A SHETLAND councillor is urging the new Scottish Fire and Rescue Service to recognise the islands’ vulnerability when the eight regional services merge into one, in April this year.

Alastair Cooper’s call came in reaction to a critical inspection report into the Highlands and Islands Fire and Rescue Service (HIFRS), published this week.

The report urges further station closures.

In it, chief inspector of fire and rescue authorities Steven Torrie recognised that HIFRS was trying “to provide an extensive network of fire stations across a large geographical area with insufficient supporting resources”.

Councillor Cooper, a member of the HIFRS board, said Shetland, with its small and outlying island communities, posed particular challenges in operating an effective fire service.

Last year, the two stations in Skerries and Foula were closed, and the small station on the island of Fetlar is currently “off the run” because of a lack of trained fire fighters.

Other retained fire stations across Shetland regularly have difficulty summoning enough fire fighters if a call comes in the middle of the working day.

“It affects response times and actually the ability to save lives,” said Cooper, adding: “We have a dispersed community, we have two airfields, we have Sullom Voe Terminal, we have a gas plant being built – all these developments have risks attached to them.

“We need to be sure that we have the capability to respond to emergencies should they ever arise.
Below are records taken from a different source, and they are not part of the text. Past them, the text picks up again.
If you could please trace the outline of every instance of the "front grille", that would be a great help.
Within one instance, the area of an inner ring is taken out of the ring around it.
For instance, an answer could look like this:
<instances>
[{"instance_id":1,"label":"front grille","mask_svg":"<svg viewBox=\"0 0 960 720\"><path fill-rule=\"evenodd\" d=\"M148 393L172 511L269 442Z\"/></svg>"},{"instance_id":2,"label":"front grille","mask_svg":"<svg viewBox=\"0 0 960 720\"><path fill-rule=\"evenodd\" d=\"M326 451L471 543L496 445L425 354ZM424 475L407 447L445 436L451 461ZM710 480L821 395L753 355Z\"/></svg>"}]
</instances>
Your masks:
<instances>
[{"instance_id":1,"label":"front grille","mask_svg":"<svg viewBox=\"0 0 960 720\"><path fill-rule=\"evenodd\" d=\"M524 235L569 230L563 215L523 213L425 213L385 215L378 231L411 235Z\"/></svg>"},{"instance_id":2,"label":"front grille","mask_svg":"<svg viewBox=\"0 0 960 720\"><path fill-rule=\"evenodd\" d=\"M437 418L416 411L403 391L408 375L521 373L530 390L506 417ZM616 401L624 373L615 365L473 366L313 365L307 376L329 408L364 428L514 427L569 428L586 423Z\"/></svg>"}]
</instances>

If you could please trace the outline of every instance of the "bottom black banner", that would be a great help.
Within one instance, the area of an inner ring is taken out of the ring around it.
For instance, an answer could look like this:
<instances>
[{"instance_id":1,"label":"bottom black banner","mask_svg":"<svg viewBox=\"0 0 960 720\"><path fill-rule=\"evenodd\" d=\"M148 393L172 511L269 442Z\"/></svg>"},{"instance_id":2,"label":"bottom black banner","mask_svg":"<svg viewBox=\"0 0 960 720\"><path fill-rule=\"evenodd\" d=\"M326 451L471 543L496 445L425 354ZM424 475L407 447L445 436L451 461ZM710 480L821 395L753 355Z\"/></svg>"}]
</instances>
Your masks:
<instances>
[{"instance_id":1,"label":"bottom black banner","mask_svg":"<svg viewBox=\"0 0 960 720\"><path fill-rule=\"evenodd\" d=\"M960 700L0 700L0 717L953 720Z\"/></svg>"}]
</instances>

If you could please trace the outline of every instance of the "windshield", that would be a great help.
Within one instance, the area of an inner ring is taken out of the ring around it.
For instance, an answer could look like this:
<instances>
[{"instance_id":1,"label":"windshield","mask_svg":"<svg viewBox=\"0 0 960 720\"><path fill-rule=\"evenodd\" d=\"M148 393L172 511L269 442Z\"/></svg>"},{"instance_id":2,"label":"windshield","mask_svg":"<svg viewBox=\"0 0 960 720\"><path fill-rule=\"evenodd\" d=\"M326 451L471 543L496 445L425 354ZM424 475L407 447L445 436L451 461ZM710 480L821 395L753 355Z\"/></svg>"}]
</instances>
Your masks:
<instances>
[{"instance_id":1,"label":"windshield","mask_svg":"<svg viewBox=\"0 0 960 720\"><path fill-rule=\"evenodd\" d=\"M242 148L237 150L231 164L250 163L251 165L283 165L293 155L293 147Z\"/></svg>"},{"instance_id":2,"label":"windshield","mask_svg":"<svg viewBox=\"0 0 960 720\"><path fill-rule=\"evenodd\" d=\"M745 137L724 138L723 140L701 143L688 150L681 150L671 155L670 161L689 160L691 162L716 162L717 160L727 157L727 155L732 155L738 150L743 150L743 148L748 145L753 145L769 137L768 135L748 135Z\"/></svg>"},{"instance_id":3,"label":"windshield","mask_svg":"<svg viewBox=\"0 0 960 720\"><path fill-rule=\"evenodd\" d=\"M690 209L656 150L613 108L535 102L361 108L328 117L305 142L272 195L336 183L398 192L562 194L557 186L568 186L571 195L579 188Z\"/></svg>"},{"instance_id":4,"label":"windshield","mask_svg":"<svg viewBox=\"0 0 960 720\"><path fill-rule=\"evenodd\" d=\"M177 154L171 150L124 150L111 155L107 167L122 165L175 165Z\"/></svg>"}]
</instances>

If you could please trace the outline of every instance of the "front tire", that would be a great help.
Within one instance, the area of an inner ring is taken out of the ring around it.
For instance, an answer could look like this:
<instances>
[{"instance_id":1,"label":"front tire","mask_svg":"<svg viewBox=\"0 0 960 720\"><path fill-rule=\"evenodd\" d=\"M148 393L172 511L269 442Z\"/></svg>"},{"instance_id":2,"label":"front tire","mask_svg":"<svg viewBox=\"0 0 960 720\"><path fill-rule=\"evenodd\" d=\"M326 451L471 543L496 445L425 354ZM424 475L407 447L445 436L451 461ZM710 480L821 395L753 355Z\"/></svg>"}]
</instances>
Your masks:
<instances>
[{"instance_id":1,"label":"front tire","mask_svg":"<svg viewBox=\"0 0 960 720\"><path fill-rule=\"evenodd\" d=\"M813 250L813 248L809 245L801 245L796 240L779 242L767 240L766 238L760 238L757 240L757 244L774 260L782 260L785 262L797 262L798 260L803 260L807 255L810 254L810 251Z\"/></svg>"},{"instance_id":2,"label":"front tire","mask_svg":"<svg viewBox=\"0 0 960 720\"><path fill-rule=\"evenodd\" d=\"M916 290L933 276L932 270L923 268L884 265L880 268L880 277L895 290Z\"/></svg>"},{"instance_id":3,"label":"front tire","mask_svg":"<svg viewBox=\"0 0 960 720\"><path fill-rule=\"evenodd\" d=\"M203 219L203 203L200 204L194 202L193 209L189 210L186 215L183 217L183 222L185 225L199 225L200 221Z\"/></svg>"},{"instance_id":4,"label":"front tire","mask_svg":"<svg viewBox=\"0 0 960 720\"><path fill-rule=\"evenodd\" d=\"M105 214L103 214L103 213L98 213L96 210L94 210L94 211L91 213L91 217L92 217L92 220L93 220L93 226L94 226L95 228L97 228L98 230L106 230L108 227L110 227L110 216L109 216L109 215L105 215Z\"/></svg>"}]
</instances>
I want to see a fire service in Shetland that is fit for purpose and meets the needs of our community.”

He added that there had also been a number of positive developments in Shetland over the last two years, including new fire stations and the new fire fighters training unit at Sumburgh airport.

This facility enables local retained fire fighters to update their training without have to travel to Invergordon, saving valuable time as well as cost.

He said he hoped the improved facilities would encourage more local people to sign up to serve their communities as retained fire fighters.

The chief inspector said the number of stations across the area would need to be further reduced with the remaining stations receiving improved support.

“There should be no doubt that there is a lot of challenging work facing the Scottish Fire and Rescue Service in the Highlands and Islands when the single service goes live at the beginning of April,” Torrie said.

“As well as ensuring that sufficient support remains available, the new service will need to undertake a comprehensive risk assessment to make sure its resources are well matched to community risk across Scotland.

“Despite the impressive progress which has been made, there is no guarantee of sustainability or stability at this point.”